"Literary Lion in Winter," by Dame Henriques
Shortly after I heard from my mother that our close friend, the novelist Sol Yurick, had died at age 87, the obits began appearing. I was glad that Sol, the first serious writer I knew and a strong influence on me as a teenager, was getting recognition. But I was also chagrined that the obits almost exclusively focused on The Warriors, a work he wrote in 1965 about warring New York gangs based loosely on Xenophon’s Anabasis that went on to became a movie and cult hit. Sure, it was a fast read and his most popular work, filled with his requisite cast of rogues, misanthropes, disaffected youth and innocents but the gang bang work hardly defined Sol, who liked to remind people that he wrote it in all of three weeks. His more substantive novels that made a stir in the ‘60s and ‘70s—The Bag, Fertig, and his short story collection, Someone Just Like You—and his later works such as An Island Death, Richard A. and extended nonfiction essay, Metatron, were hardly considered though they defined Sol far more than the Warriors.
Taking Someone Just Like You down from my bookshelf after years of neglect, I’m impressed by the writing, though it’s hard for me to separate the work from the man. I can’t really judge his literary merit against the backdrop of the ‘60s. I’ll leave that to the Ph.Ds. I can just appreciate the words, like the opening of the short story, “The Annealing”:
She lived from day to day and didn’t much care which day it was. If she laughed once or twice, laughed big that day, she had it made. If she cried more than she laughed, she knew it wasn’t her day. Sometimes it wasn’t her day, not really, for weeks on end. Sometimes, with that liquor sloshing around in her, it was her day, her night, her everytime.

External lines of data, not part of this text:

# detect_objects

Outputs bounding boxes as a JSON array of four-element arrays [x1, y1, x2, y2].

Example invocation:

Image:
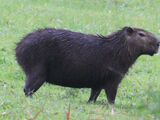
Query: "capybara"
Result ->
[[15, 26, 160, 104]]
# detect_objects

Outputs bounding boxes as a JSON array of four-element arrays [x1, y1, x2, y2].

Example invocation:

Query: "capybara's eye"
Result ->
[[138, 33, 145, 37]]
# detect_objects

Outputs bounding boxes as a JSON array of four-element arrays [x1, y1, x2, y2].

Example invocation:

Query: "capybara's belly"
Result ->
[[46, 63, 103, 88]]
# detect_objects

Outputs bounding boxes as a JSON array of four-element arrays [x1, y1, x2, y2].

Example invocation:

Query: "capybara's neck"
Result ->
[[98, 30, 140, 74]]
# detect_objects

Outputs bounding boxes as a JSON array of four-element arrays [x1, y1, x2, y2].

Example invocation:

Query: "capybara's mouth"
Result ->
[[155, 47, 159, 54], [149, 46, 159, 56], [152, 46, 160, 56]]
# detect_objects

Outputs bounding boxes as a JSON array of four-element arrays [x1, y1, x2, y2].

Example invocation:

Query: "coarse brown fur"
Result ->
[[15, 26, 160, 104]]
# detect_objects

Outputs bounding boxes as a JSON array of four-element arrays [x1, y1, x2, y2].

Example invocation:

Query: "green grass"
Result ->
[[0, 0, 160, 119]]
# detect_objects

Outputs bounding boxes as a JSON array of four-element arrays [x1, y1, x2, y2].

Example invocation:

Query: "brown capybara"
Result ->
[[15, 26, 160, 104]]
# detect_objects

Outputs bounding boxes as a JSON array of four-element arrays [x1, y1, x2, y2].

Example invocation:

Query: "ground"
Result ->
[[0, 0, 160, 119]]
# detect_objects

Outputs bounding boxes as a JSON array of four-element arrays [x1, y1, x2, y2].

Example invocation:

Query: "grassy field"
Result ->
[[0, 0, 160, 119]]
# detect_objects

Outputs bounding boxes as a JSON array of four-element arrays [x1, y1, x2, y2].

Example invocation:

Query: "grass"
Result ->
[[0, 0, 160, 119]]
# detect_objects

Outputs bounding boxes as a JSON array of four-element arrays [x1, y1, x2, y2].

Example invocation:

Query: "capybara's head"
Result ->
[[123, 26, 160, 56]]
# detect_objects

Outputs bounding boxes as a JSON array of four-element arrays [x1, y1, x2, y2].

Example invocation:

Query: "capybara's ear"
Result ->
[[124, 26, 134, 35]]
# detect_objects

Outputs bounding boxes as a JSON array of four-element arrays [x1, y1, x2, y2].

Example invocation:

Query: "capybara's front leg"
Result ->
[[88, 88, 101, 103], [105, 82, 119, 104], [24, 64, 47, 97]]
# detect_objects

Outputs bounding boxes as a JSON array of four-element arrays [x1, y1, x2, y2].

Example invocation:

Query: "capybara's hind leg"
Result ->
[[88, 88, 101, 103], [24, 64, 46, 97]]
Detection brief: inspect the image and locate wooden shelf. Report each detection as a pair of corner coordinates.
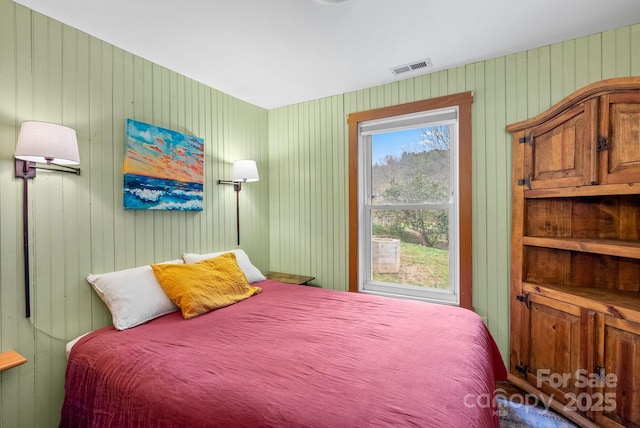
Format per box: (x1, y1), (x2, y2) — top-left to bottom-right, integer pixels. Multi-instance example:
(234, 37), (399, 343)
(525, 183), (640, 199)
(522, 282), (640, 324)
(523, 236), (640, 259)
(0, 350), (27, 372)
(266, 271), (315, 285)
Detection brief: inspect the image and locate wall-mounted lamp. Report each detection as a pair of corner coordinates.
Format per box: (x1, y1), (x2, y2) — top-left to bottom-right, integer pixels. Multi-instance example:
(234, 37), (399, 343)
(14, 121), (81, 318)
(218, 160), (259, 245)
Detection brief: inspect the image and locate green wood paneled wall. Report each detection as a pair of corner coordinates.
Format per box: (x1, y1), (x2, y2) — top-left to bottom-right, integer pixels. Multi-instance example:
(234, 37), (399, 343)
(268, 24), (640, 366)
(0, 1), (268, 426)
(1, 0), (639, 425)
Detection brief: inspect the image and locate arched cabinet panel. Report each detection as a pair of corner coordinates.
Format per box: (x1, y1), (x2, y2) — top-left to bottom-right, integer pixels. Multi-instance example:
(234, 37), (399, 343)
(508, 77), (640, 428)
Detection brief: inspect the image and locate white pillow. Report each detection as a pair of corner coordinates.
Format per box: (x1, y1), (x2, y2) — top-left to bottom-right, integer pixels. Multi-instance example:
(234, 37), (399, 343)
(182, 249), (266, 283)
(87, 259), (182, 330)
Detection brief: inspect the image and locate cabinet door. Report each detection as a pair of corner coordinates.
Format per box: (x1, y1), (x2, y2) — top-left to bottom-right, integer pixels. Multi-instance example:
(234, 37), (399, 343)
(521, 294), (588, 406)
(599, 93), (640, 185)
(597, 316), (640, 427)
(524, 99), (598, 190)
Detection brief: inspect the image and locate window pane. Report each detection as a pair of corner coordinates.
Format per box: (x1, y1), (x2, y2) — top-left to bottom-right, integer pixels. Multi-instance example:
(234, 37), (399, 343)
(371, 209), (449, 289)
(371, 125), (450, 205)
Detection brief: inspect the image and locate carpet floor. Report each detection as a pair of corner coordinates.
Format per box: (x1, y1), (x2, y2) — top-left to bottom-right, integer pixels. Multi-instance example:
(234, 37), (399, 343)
(498, 397), (578, 427)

This is the sordid tale of a woman with five kids caught up in the welfare bureaucracy who becomes the victim of a state-employed psychiatrist. It’s related to his longer work, The Bag, which he felt was his best novel, and from the first words displays a richness that came from close observation. The only contemporary I can think of that’s mining a similar vein, with a dogged eye and compassion for the powerless, is the non-fiction writer Katherine Boo. Sol, though, was a trenchant critic of society, of capitalism, and of the ideology that underpinned it, and he often let his rage show. As the novelist Brian Morton wrote in The Nation back in 1983: “Yurick has always been fascinated by the myths that mask relations of power and prevent a dominated population from understanding its condition. His novels are filled with deluded true believers, passionate adherents of ideologies that leave them incapable of seeing what’s in front of their eyes.”
Fertig, which caught the eye of actor Alec Baldwin, was also made into a movie, “The Confession.” The book tells the story of a father whose son died because of medical neglect in the ER. Driven to despair and then rage, Fertig turns on the doctors and administrators to eke out his revenge. But the movie twisted the story, which was really too bad, because Sol was three or four decades ahead with this tale of an out-of-control medical system that could cause a person to snap.
If Sol targeted malevolent institutions, he also had no patience for poseurs, especially the literati, who traded on their name and access. In a scathing February 7, 1966 Nation review of Truman Capote’s celebrated novel In Cold Blood, he skewered the myth that Capote had created a new “art form” with the non-fiction novel. “Like the newspaper approach,” he wrote, “the poverty of Capote’s ‘new’ art form is appalling, the shallowness stupefying…. A work of art should, presumably, continue to shape our easy acceptance of the world, make us see in new ways, create new metaphors with which to view the world; new art should go beyond engineered reality.”